When you’re arguing with your significant other, best friend or coworker, it can be hard to feel like you’re being completely understood. Human communication is a messy and imperfect art, marred by lack of social grace, limited amounts of empathy, and consistent aversion to admitting wrongdoing. This messiness is all part of being a human, and navigating human relationships. The question is, can Artificial Intelligence handle it any better?

AI researchers and specialists seem to think so. Consider the social cues we pick up on when communicating with one another that go beyond the literal meaning of the words we speak. Placing stress or emphasis on a certain part of speech can dramatically alter the inferred meaning of a sentence. (How are you doing? Becomes How are you doing?)
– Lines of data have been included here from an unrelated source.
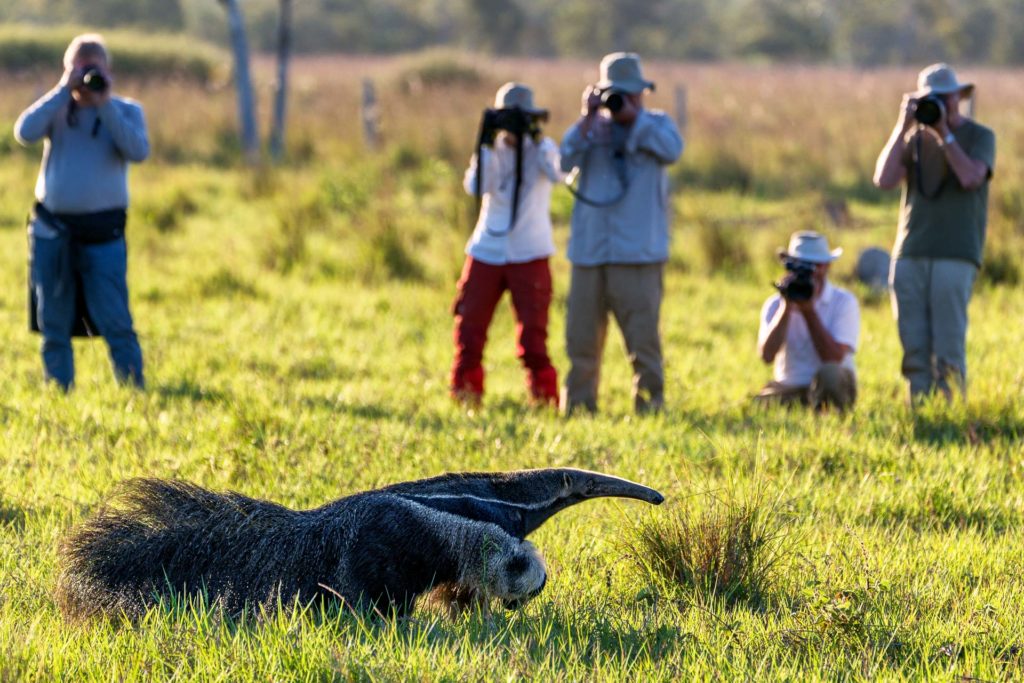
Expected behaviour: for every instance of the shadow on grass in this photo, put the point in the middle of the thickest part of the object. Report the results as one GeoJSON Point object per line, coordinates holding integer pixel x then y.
{"type": "Point", "coordinates": [941, 428]}
{"type": "Point", "coordinates": [12, 515]}
{"type": "Point", "coordinates": [189, 390]}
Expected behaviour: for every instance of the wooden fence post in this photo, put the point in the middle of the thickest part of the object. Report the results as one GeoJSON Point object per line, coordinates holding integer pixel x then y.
{"type": "Point", "coordinates": [371, 115]}
{"type": "Point", "coordinates": [681, 119]}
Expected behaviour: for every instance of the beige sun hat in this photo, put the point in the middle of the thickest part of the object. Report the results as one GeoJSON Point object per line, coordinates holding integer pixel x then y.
{"type": "Point", "coordinates": [811, 247]}
{"type": "Point", "coordinates": [516, 95]}
{"type": "Point", "coordinates": [940, 79]}
{"type": "Point", "coordinates": [621, 71]}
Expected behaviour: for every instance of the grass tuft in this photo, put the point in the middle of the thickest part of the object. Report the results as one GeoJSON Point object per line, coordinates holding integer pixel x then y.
{"type": "Point", "coordinates": [731, 550]}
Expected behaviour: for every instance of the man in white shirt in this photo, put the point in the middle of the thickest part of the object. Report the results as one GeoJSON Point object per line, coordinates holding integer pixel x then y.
{"type": "Point", "coordinates": [810, 330]}
{"type": "Point", "coordinates": [509, 250]}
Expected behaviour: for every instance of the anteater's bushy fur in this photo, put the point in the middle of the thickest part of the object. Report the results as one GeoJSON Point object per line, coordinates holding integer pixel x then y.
{"type": "Point", "coordinates": [159, 535]}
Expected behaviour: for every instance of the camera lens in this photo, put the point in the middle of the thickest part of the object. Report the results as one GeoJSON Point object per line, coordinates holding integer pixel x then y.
{"type": "Point", "coordinates": [928, 111]}
{"type": "Point", "coordinates": [94, 81]}
{"type": "Point", "coordinates": [612, 100]}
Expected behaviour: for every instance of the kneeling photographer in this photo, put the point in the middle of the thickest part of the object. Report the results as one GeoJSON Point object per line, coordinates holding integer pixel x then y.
{"type": "Point", "coordinates": [809, 330]}
{"type": "Point", "coordinates": [512, 173]}
{"type": "Point", "coordinates": [77, 231]}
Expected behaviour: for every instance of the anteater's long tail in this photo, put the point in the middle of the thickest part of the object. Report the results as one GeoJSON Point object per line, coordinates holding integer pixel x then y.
{"type": "Point", "coordinates": [155, 537]}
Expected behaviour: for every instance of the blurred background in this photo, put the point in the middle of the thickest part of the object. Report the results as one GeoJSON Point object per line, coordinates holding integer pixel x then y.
{"type": "Point", "coordinates": [854, 32]}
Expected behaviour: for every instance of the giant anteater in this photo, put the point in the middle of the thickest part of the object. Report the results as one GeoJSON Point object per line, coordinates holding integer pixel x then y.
{"type": "Point", "coordinates": [374, 550]}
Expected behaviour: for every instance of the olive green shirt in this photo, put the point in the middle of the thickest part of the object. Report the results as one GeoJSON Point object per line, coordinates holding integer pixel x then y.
{"type": "Point", "coordinates": [938, 217]}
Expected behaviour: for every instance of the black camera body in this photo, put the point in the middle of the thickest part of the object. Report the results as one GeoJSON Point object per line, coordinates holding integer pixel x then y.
{"type": "Point", "coordinates": [613, 100]}
{"type": "Point", "coordinates": [929, 110]}
{"type": "Point", "coordinates": [798, 284]}
{"type": "Point", "coordinates": [94, 80]}
{"type": "Point", "coordinates": [512, 120]}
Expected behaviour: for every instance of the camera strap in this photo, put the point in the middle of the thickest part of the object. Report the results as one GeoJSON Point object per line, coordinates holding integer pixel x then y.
{"type": "Point", "coordinates": [919, 175]}
{"type": "Point", "coordinates": [622, 172]}
{"type": "Point", "coordinates": [516, 189]}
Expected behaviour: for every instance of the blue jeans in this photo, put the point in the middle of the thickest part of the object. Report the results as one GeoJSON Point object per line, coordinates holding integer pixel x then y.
{"type": "Point", "coordinates": [102, 270]}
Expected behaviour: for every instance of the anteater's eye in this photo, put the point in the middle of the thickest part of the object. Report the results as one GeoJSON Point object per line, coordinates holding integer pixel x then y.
{"type": "Point", "coordinates": [518, 564]}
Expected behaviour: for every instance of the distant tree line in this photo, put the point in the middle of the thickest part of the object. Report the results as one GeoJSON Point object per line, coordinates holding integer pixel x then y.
{"type": "Point", "coordinates": [861, 32]}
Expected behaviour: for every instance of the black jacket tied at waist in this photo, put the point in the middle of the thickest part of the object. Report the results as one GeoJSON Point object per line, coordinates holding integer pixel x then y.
{"type": "Point", "coordinates": [86, 228]}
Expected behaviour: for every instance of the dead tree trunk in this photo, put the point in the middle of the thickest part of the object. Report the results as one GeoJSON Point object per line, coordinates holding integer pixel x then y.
{"type": "Point", "coordinates": [243, 81]}
{"type": "Point", "coordinates": [281, 88]}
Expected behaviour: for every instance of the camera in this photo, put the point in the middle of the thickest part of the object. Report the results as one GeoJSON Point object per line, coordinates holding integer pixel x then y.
{"type": "Point", "coordinates": [929, 110]}
{"type": "Point", "coordinates": [798, 284]}
{"type": "Point", "coordinates": [513, 120]}
{"type": "Point", "coordinates": [94, 80]}
{"type": "Point", "coordinates": [613, 100]}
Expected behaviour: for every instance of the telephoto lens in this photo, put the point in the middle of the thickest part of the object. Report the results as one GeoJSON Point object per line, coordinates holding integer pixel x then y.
{"type": "Point", "coordinates": [929, 110]}
{"type": "Point", "coordinates": [612, 100]}
{"type": "Point", "coordinates": [93, 80]}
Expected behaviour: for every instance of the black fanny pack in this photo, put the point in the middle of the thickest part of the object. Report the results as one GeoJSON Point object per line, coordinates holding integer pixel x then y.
{"type": "Point", "coordinates": [86, 228]}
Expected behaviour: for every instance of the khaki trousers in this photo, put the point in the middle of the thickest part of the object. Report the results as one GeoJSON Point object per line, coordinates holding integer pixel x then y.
{"type": "Point", "coordinates": [930, 298]}
{"type": "Point", "coordinates": [633, 295]}
{"type": "Point", "coordinates": [833, 385]}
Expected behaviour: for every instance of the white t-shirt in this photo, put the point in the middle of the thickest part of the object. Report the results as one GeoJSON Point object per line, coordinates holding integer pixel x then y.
{"type": "Point", "coordinates": [530, 238]}
{"type": "Point", "coordinates": [797, 363]}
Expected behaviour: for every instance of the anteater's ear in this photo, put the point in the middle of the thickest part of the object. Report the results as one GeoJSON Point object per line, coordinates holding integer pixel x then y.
{"type": "Point", "coordinates": [519, 502]}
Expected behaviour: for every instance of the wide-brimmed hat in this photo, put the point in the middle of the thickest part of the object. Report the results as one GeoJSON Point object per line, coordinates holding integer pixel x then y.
{"type": "Point", "coordinates": [516, 95]}
{"type": "Point", "coordinates": [811, 247]}
{"type": "Point", "coordinates": [940, 79]}
{"type": "Point", "coordinates": [621, 71]}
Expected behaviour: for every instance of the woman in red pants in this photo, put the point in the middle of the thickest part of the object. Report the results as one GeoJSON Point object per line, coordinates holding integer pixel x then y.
{"type": "Point", "coordinates": [509, 250]}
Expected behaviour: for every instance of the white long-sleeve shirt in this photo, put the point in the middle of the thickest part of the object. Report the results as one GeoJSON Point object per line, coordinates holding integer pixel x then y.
{"type": "Point", "coordinates": [85, 165]}
{"type": "Point", "coordinates": [798, 361]}
{"type": "Point", "coordinates": [529, 239]}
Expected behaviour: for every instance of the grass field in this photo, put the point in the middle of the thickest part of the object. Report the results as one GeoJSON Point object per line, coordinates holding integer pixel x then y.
{"type": "Point", "coordinates": [295, 324]}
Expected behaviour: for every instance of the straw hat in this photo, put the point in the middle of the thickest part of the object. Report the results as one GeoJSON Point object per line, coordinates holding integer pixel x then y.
{"type": "Point", "coordinates": [621, 71]}
{"type": "Point", "coordinates": [811, 247]}
{"type": "Point", "coordinates": [940, 79]}
{"type": "Point", "coordinates": [518, 95]}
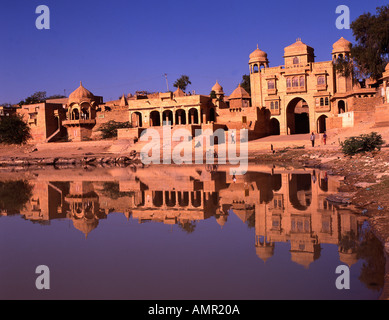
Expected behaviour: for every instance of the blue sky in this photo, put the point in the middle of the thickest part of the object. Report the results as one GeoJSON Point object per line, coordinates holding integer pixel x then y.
{"type": "Point", "coordinates": [120, 46]}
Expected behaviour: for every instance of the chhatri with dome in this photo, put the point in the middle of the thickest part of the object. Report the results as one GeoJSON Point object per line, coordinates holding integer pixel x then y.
{"type": "Point", "coordinates": [300, 96]}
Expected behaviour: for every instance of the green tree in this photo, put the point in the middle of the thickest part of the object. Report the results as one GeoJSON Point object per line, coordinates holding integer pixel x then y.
{"type": "Point", "coordinates": [371, 51]}
{"type": "Point", "coordinates": [182, 82]}
{"type": "Point", "coordinates": [245, 84]}
{"type": "Point", "coordinates": [14, 130]}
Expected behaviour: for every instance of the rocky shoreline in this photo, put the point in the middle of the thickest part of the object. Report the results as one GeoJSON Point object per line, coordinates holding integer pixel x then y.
{"type": "Point", "coordinates": [365, 176]}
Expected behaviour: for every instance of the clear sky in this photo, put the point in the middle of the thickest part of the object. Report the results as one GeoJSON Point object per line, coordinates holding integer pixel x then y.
{"type": "Point", "coordinates": [118, 46]}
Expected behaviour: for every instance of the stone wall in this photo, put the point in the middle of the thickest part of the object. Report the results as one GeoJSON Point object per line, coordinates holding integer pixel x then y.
{"type": "Point", "coordinates": [106, 116]}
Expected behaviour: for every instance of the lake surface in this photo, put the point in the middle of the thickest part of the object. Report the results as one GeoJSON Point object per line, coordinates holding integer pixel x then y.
{"type": "Point", "coordinates": [175, 232]}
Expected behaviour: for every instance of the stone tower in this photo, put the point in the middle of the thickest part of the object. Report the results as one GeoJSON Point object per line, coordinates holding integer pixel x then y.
{"type": "Point", "coordinates": [258, 61]}
{"type": "Point", "coordinates": [341, 49]}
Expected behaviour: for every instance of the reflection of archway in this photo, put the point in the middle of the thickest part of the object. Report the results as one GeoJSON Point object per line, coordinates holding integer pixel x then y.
{"type": "Point", "coordinates": [136, 119]}
{"type": "Point", "coordinates": [274, 127]}
{"type": "Point", "coordinates": [300, 194]}
{"type": "Point", "coordinates": [321, 124]}
{"type": "Point", "coordinates": [341, 107]}
{"type": "Point", "coordinates": [180, 117]}
{"type": "Point", "coordinates": [195, 198]}
{"type": "Point", "coordinates": [155, 120]}
{"type": "Point", "coordinates": [167, 116]}
{"type": "Point", "coordinates": [170, 198]}
{"type": "Point", "coordinates": [193, 116]}
{"type": "Point", "coordinates": [297, 116]}
{"type": "Point", "coordinates": [212, 115]}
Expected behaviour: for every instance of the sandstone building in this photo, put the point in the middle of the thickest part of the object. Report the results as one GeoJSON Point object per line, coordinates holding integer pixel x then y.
{"type": "Point", "coordinates": [300, 96]}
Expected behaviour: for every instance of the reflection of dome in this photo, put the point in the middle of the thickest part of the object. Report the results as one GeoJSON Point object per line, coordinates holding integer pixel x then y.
{"type": "Point", "coordinates": [80, 94]}
{"type": "Point", "coordinates": [302, 258]}
{"type": "Point", "coordinates": [217, 88]}
{"type": "Point", "coordinates": [342, 45]}
{"type": "Point", "coordinates": [221, 220]}
{"type": "Point", "coordinates": [348, 258]}
{"type": "Point", "coordinates": [264, 252]}
{"type": "Point", "coordinates": [85, 225]}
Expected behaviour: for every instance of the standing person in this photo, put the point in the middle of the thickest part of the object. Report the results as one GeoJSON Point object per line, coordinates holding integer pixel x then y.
{"type": "Point", "coordinates": [325, 138]}
{"type": "Point", "coordinates": [313, 139]}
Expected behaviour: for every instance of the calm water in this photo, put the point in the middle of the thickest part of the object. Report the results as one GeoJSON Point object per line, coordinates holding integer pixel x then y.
{"type": "Point", "coordinates": [182, 233]}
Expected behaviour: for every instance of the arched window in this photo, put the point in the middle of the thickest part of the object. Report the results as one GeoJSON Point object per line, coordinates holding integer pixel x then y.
{"type": "Point", "coordinates": [302, 82]}
{"type": "Point", "coordinates": [288, 82]}
{"type": "Point", "coordinates": [295, 82]}
{"type": "Point", "coordinates": [321, 80]}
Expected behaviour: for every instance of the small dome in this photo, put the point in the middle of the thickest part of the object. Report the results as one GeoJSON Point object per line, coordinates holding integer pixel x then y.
{"type": "Point", "coordinates": [342, 45]}
{"type": "Point", "coordinates": [217, 88]}
{"type": "Point", "coordinates": [80, 94]}
{"type": "Point", "coordinates": [239, 93]}
{"type": "Point", "coordinates": [264, 252]}
{"type": "Point", "coordinates": [258, 55]}
{"type": "Point", "coordinates": [298, 48]}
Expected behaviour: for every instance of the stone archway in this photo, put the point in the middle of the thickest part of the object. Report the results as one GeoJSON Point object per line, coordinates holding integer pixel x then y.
{"type": "Point", "coordinates": [321, 124]}
{"type": "Point", "coordinates": [136, 119]}
{"type": "Point", "coordinates": [274, 127]}
{"type": "Point", "coordinates": [297, 116]}
{"type": "Point", "coordinates": [212, 115]}
{"type": "Point", "coordinates": [180, 117]}
{"type": "Point", "coordinates": [155, 120]}
{"type": "Point", "coordinates": [341, 107]}
{"type": "Point", "coordinates": [167, 117]}
{"type": "Point", "coordinates": [193, 116]}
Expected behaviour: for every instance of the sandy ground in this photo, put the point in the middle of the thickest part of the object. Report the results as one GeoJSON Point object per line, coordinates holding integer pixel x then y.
{"type": "Point", "coordinates": [366, 176]}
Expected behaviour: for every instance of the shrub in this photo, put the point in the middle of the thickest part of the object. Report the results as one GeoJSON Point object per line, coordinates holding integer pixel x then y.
{"type": "Point", "coordinates": [14, 130]}
{"type": "Point", "coordinates": [109, 129]}
{"type": "Point", "coordinates": [362, 143]}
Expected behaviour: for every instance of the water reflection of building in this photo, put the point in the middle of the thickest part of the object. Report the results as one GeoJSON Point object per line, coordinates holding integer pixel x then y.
{"type": "Point", "coordinates": [282, 206]}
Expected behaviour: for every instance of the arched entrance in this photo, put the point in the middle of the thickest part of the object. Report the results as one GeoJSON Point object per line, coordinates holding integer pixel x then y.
{"type": "Point", "coordinates": [167, 117]}
{"type": "Point", "coordinates": [341, 107]}
{"type": "Point", "coordinates": [300, 191]}
{"type": "Point", "coordinates": [297, 116]}
{"type": "Point", "coordinates": [193, 116]}
{"type": "Point", "coordinates": [75, 114]}
{"type": "Point", "coordinates": [180, 117]}
{"type": "Point", "coordinates": [321, 124]}
{"type": "Point", "coordinates": [136, 119]}
{"type": "Point", "coordinates": [274, 127]}
{"type": "Point", "coordinates": [155, 120]}
{"type": "Point", "coordinates": [212, 115]}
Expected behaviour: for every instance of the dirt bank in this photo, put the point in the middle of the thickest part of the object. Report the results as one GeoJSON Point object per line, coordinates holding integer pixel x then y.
{"type": "Point", "coordinates": [365, 177]}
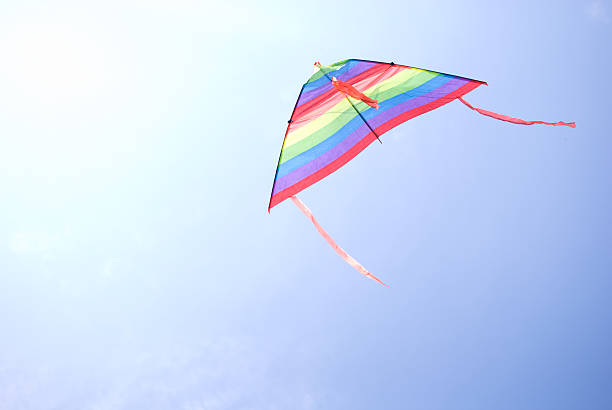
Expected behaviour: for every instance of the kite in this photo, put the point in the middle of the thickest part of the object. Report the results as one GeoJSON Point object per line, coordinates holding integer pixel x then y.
{"type": "Point", "coordinates": [346, 106]}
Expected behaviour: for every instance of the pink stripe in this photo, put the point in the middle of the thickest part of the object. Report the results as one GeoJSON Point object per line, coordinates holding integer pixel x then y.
{"type": "Point", "coordinates": [512, 119]}
{"type": "Point", "coordinates": [347, 258]}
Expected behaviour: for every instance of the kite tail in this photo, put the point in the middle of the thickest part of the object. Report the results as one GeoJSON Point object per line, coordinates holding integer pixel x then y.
{"type": "Point", "coordinates": [347, 258]}
{"type": "Point", "coordinates": [513, 120]}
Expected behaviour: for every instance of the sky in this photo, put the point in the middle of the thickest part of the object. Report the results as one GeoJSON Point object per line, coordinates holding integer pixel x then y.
{"type": "Point", "coordinates": [140, 269]}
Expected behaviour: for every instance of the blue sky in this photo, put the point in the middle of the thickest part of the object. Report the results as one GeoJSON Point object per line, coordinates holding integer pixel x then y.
{"type": "Point", "coordinates": [139, 268]}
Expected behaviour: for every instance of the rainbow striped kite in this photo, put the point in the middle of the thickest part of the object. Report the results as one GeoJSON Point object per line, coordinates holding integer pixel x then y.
{"type": "Point", "coordinates": [345, 107]}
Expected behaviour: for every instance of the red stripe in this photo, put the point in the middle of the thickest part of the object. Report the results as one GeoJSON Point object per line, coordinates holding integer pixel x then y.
{"type": "Point", "coordinates": [394, 122]}
{"type": "Point", "coordinates": [305, 108]}
{"type": "Point", "coordinates": [367, 140]}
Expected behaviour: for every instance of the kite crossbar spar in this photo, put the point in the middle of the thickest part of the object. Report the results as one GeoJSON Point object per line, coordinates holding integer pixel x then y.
{"type": "Point", "coordinates": [513, 120]}
{"type": "Point", "coordinates": [347, 258]}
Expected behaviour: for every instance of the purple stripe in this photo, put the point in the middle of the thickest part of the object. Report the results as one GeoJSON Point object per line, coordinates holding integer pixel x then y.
{"type": "Point", "coordinates": [352, 139]}
{"type": "Point", "coordinates": [358, 69]}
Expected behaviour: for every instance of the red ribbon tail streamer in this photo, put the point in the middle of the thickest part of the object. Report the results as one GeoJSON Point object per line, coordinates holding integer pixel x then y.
{"type": "Point", "coordinates": [347, 258]}
{"type": "Point", "coordinates": [512, 119]}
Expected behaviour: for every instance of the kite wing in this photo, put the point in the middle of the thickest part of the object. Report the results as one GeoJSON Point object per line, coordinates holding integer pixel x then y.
{"type": "Point", "coordinates": [329, 128]}
{"type": "Point", "coordinates": [344, 107]}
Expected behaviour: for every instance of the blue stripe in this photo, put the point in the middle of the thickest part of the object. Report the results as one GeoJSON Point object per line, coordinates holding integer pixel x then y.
{"type": "Point", "coordinates": [369, 114]}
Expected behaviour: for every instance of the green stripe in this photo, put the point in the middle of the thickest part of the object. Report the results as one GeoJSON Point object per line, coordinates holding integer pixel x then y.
{"type": "Point", "coordinates": [347, 115]}
{"type": "Point", "coordinates": [328, 68]}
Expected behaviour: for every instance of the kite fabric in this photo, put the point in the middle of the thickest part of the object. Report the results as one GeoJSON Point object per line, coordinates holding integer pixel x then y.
{"type": "Point", "coordinates": [344, 107]}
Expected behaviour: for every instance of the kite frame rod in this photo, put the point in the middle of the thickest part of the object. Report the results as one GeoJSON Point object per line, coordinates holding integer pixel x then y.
{"type": "Point", "coordinates": [283, 146]}
{"type": "Point", "coordinates": [352, 105]}
{"type": "Point", "coordinates": [419, 68]}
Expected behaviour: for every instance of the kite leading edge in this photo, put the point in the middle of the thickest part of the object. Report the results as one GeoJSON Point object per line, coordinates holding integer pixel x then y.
{"type": "Point", "coordinates": [346, 106]}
 Researchers have studied how humans pick up on and ignore certain, more complex, social indicators and how that skill affects the smoothness of our communication. Humans can understand the different implications of stressing certain parts of speech, but when it comes to detecting more acute changes and indicators in human communication, AI might be better equipped to handle it.

 One study pitted a machine learning algorithm against a group of trained therapists and relationship experts to predict the outcome of over 100 couples who sought counseling over two years. Not only was the algorithm more likely to be correct about which couples would stay together (79.3% accuracy), the algorithm was also able to pick up and collect data on metrics of human speech, focused on rhythm, volume and vocal quality, that are too advanced for our regular perception.

 How do we contend with and make use of this new reality, where computers can understand more about human relations than actual humans do?

For starters, we can use AI technology to our advantage when building and maintaining relationships. Researchers have used machine learning research to validate and underscore the idea that humans are constantly projecting more information about our thoughts and feelings than we can even be consciously aware of. After letting the algorithm collect data on the couples, a model through which an AI relationship therapist could operate started to become clear.

 Researchers at Texas A&M have been developing conflict detection AI software, that can pick up on the subtle indicators that trouble is brewing that might lead to an argument. The non-invasive sensors worn by subjects detect and measure vocal indicators that the previously discussed therapist-competing algorithm had a discrete awareness of. They also pick up on physical indicators perspiration and heart rate, all of which can indicate a possible impending argument.

 What results is a preventative approach to conflict resolution that is less fraught than the role of a marriage and family counselor or a relationship therapist, or even simply a friend acting as a mediator. The role of the AI based conflict detection software is not to get in the middle of your conflict, but stop it before it even begins. The software doesn’t need to know a ton about the intricacies of your relationship. Instead, it detects and analyzes various warning signs that we often overlook when escalating a conflict. What results is not exactly conflict resolution, but conflict avoidance. Think of it like a notification on your phone that tells you to think twice before heading into a heated argument. Your relationship might truly be better for it.

 Human beings will never be perfect communicators, but many of us would like to learn how to become better communicators with the people in our lives. When faced with a conflict, it might better not to give into anger and instead modulate your emotions in a way that is healthier for all parties involved. AI conflict detection software and machine learning algorithms that are designed to detect and interpret the subtleties of human interaction and emotions, can be used by humans to become more sensitive communicators in the future. And wouldn’t that ultimately be better for all our relationships in the long run.